Read Deep soil: Quantification, modeling, and significance of subsurface nitrogen here.
Total nitrogen distribution
The amount of total soil nitrogen varied extensively between sites. The site with the most soil nitrogen contained ten times more total nitrogen than the lowest rated site. The sites represented a wide range of soil types. On average, the greatest concentration of soil nitrogen occurred between 0.1 and 0.5 meters; however, 31% of the total available nitrogen was present at a depth below one meter.

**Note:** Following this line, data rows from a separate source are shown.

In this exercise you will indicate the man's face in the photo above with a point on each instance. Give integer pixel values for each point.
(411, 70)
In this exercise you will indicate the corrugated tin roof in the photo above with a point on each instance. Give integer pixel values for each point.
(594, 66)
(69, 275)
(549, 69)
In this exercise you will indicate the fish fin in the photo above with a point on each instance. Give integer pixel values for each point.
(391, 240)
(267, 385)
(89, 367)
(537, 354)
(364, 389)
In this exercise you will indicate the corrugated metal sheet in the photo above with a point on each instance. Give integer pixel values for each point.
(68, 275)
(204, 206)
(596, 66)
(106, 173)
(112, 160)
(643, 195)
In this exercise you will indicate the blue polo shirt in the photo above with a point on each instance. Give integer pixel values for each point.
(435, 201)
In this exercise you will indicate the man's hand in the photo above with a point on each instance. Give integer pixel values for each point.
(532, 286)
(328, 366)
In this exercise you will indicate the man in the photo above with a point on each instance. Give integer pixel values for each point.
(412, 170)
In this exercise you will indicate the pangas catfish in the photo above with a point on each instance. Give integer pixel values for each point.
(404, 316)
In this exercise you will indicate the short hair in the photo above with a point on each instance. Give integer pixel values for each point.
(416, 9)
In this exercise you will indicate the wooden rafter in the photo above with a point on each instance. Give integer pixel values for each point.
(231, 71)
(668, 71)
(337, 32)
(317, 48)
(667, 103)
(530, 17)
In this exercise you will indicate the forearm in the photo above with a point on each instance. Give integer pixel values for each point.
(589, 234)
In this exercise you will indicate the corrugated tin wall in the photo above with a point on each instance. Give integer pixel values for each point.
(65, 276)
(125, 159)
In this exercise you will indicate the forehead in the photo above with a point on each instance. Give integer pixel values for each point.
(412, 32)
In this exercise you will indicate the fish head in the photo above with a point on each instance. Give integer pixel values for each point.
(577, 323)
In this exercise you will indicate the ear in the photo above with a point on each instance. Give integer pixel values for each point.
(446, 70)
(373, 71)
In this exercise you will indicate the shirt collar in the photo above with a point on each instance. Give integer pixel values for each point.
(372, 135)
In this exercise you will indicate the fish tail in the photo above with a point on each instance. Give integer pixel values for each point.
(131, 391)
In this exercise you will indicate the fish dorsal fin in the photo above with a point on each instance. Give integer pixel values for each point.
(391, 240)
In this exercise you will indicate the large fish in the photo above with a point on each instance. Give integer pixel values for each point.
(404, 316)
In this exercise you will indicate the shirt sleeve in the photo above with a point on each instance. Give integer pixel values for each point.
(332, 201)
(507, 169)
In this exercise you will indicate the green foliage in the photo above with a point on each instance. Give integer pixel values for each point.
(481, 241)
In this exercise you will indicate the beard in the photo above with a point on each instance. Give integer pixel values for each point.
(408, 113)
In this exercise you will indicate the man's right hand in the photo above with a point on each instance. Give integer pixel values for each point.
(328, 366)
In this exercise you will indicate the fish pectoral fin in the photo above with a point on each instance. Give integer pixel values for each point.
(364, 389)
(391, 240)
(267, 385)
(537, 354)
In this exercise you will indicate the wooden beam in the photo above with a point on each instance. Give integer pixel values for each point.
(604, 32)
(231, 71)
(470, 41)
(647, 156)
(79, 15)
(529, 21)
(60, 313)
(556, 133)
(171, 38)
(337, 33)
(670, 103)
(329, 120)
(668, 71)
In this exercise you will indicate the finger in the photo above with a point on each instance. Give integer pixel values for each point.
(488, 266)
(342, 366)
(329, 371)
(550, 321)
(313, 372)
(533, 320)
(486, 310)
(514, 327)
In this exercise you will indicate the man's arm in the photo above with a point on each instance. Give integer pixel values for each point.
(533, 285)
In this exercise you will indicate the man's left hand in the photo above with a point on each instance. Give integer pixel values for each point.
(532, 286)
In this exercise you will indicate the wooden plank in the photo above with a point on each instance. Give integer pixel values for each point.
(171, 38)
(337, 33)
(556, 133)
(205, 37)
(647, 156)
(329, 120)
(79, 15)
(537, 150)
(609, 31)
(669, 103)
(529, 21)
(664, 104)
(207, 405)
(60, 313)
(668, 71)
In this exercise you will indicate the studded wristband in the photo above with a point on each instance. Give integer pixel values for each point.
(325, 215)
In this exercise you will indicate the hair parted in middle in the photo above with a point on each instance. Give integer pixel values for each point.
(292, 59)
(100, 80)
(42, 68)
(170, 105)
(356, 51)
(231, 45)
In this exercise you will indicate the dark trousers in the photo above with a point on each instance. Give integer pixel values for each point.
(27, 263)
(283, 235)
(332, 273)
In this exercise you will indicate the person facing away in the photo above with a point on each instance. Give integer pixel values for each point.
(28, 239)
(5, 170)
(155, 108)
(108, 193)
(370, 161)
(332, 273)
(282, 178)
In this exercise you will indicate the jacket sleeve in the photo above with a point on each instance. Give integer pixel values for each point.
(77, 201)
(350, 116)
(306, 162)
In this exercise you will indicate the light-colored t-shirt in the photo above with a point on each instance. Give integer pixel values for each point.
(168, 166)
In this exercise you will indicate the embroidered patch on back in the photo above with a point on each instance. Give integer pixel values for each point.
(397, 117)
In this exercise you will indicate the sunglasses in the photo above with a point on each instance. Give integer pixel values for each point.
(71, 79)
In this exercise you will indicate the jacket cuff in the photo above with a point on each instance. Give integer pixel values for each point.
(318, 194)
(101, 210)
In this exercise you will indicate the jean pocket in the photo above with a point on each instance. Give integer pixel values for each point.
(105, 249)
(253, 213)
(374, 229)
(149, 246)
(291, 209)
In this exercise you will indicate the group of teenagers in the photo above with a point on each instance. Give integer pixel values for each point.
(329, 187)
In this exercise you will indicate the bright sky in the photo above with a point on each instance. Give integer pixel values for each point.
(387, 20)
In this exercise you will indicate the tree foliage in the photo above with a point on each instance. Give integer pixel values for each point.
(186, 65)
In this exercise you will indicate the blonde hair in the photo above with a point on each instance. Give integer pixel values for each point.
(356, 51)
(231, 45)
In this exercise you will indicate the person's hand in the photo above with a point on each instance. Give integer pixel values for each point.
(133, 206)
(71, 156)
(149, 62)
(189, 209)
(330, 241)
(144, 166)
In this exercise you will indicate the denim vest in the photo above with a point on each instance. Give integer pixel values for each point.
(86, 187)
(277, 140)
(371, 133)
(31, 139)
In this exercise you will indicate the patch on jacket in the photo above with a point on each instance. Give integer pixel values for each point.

Based on the total nitrogen amounts determined from the 2.5 meter sampling, the authors note that shallow soil sampling (<1.0 m depth) would have underestimated soil nitrogen stocks, which could bias both the magnitude and direction of nitrogen movement.
Equations to account for deep soil nitrogen
Determining the total nitrogen content from soil samples to a depth of 2.5 meters is often not practical due to time, budget, safety and logistical limitations. The authors therefore, tested various equations to project total nitrogen content based on nitrogen amounts from samples taken at a maximum depth of 1 meter and 1.5 meters. They then compared the projected results with total nitrogen based on samples collected up to 2.5 meters by applying the logarithmic function, Langmuir equation, log-log function and exponential function to extrapolate total nitrogen content based on sample data. Models using the data from 1 meter sampling had a mean error across all 22 sites that ranged from -10.9% to -27.7% with the logarithmic function providing the closest estimation to the total nitrogen content established with the 2.5 meter sampling. Models using the data from 1.5 meter sampling reduced the mean error to -7.6% using the Langmuir equation.
Conclusion
This paper does four things: 1) quantifies the amount and relative distribution of nitrogen in the soil, 2) determines the effect of sampling depth on soil nitrogen estimates, 3) evaluates the ability for mathematical models to accurately predict total nitrogen at 2.5 meters based on shallower sampling to 1 and 1.5 meters, 4) assesses which soils are most important to sample deeply for nitrogen.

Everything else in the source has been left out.